Monday, October 13, 2008

Nurses and the Bottom Line

An interesting article popped into my email today. It's titled The New Rainmakers, and discusses the role of nurses in hospital budgets.

Nurses cost money. In fact, their salaries are perhaps the biggest staffing cost a hospital must absorb. Over the past few decades, though few chief executive officers like to admit it, those costs have caused many hospitals to encourage their nursing managers to try to do more with less--less nurses per patient, that is.
Staffing is the biggest cost center for all providers of care to seniors, whether hospital, nursing home or assisted living communities. When financial times are tough - and even when they're not - cutting these costs directly affects the bottom line. When revenue slips, usually related to a lower census or occupancy, the biggest area to cut is staff wages - and that means staff hours.

With increasing emphasis being placed on quality and patient satisfaction by health plans and consumers alike, hospitals are realizing that reimbursement increasingly depends on how well nurses do their jobs, making nurses, as a new PricewaterhouseCoopers report says, the "rainmakers" of the hospital.
In my own local newspaper, printed tables display the patient satisfaction scores at all of our local hospitals side by side. Many of us have a choice in medical providers, and viewing these scores will undoubtedly help us choose a provider.

And yet, says Janet Hinchcliff, author of What Works: Healing the Healthcare Staffing Shortage,

"I'm not sure they [hospital administrators] realize the interconnections. This is going to be a big deal for them," she says. "Quality and patient satisfaction scores will show that a great deal of how a hospital is perceived has to do with the nursing staff. So they're a revenue contributor from a payment side, but also in terms of the fact that people are going to those hospitals because the nurses are really good."

What happens when a hospital chooses to spend just a little more in staff wages?

What about training expenditures, especially in the areas of leadership, customer relations and communication?

Repeated studies have shown that adequate levels of staffing and above average training investments DO have a significant return in the longevity of staff and, consequently in customer satisfaction.

Says Lilee Gelinas, another hospital executive (vice-president and chief nursing officer with VHA Inc.)
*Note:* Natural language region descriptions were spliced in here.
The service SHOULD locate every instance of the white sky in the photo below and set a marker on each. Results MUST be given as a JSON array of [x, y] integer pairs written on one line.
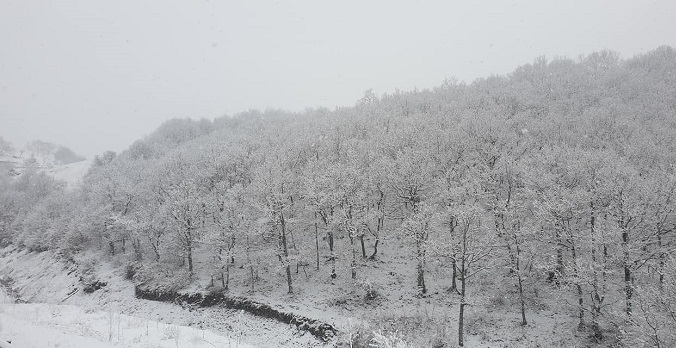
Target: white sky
[[96, 75]]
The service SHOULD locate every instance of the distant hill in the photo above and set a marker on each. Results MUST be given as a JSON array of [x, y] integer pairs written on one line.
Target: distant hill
[[57, 160]]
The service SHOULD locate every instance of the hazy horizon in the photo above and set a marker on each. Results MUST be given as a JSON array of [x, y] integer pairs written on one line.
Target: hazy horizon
[[95, 76]]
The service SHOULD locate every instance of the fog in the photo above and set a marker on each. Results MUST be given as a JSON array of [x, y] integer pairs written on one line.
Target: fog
[[97, 75]]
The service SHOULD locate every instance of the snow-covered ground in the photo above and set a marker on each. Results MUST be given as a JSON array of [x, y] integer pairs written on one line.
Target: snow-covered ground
[[71, 173], [47, 325], [45, 278]]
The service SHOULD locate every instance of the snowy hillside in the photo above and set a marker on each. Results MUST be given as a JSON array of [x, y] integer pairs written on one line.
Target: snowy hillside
[[77, 327], [70, 173]]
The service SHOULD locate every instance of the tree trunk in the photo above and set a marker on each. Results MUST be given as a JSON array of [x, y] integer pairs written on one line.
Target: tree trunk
[[285, 250], [421, 268], [375, 249], [628, 289], [461, 315], [353, 262], [332, 257], [227, 277], [454, 286], [317, 240], [580, 300], [189, 251]]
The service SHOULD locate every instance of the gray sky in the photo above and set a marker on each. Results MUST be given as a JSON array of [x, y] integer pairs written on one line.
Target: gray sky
[[97, 75]]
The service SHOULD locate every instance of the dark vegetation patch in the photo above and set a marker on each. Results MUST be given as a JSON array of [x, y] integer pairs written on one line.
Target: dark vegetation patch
[[320, 330]]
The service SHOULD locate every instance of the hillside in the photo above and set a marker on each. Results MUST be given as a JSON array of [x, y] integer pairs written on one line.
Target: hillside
[[529, 210]]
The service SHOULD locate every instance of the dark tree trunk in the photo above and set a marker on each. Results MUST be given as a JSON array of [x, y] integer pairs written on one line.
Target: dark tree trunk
[[375, 249], [461, 315], [285, 250], [317, 240], [421, 268]]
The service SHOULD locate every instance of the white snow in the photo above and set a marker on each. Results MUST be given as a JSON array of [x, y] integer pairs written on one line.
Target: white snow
[[70, 173], [64, 326]]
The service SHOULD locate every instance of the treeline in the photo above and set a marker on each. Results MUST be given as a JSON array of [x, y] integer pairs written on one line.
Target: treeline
[[562, 171]]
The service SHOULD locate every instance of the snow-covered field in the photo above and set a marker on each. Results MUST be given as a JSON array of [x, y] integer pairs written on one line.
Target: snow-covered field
[[43, 278], [66, 326]]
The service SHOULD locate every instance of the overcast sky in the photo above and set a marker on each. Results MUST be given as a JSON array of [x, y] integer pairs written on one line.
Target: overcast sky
[[97, 75]]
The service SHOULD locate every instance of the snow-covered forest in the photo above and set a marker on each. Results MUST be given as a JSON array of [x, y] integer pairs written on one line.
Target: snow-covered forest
[[486, 212]]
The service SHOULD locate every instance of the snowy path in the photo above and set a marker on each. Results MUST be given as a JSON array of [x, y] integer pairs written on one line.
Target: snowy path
[[63, 326]]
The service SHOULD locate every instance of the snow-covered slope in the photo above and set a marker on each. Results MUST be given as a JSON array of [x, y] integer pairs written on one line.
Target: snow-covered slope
[[71, 173], [46, 325]]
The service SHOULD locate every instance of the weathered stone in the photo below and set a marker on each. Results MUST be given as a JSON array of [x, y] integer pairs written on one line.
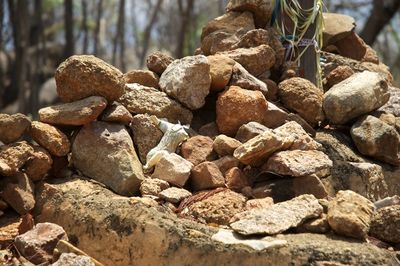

Nurse turnover among those with three years or less experience at some hospitals is 45 percent to 55 percent. "We can't hold on to the new kids coming out of school. Retention is tied to stability in the patient care environment, it's tied to nursing excellence, and it's tied to patient care excellence."
Excellence in care is apparently a language that the top management level didn't understand. But when the excellence of care and the happiness of patients reflects directly on the bottom line dollars, that's starting to speak their language.